In King Perry, I liked Perry, but I didn't care deeply about him. And while I was fascinated by Vin, getting to know him, and therefore to become invested in him, was slow. My response to Vin was constantly revised and derailed by the shifts and plot-twists, as he changed form and intention based on the clues at hand. By the end of King Perry, I wished Perry well, but didn't have a burning desire to know what became of him. And I had just come to some kind of stable picture of Vin, and to feel some of his depth. The book was a tour-de-force of the mind and the senses, but not yet of the heart.

In this second book, I came fairly quickly to care about Mai. There was a vulnerable strength to this Midwestern farmer that was palpable, and admirable. I cared about his threatened farm, and his lost first love, and all the things that hurt him. And because I had already decided that Vin is a complicated man, with a wealth of personal pain and history underneath the choices he makes, I cared about him too. So this book was more like watching a painting, rather than a magic show. There were lovely colors, and tender brush-strokes. I didn't know what the end product would be, but I trusted the artist and was fascinated by the process. For this book, I did really care what became of Mai down the road, and loved the little epilogue at the end. Just perfect.
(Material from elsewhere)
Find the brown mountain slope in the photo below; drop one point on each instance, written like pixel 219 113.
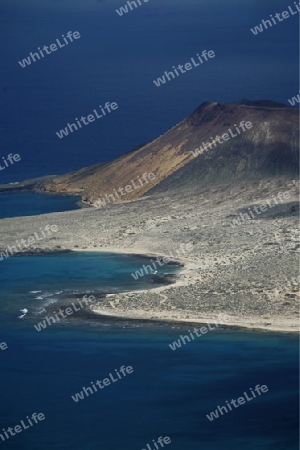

This is still not a gay romance. This is one more saga in the story of Vin Vanbly, enigma, magician, lost child and brilliant manipulator, as he makes his way through the world. He affects other lives, while looking for the truths that will impact his own. There is a happy ending again, but not a HEA or even an HFN. But it's a journey well worth making, and I trust this writer to bring us home safely in the end... by book 6. Ah, hell, four more years?? Well, it will be worth the wait, and the journey along the way promises to be spectacular.

Highly recommended, but read Book 1, King Perry, first. (Chronologically, this book happens to be set earlier in time, but it absolutely is second in the sequence, and there is no flash-back feel to it.)

I received a free advance copy of this from the author - it was unconditional, but how could I resist writing a review?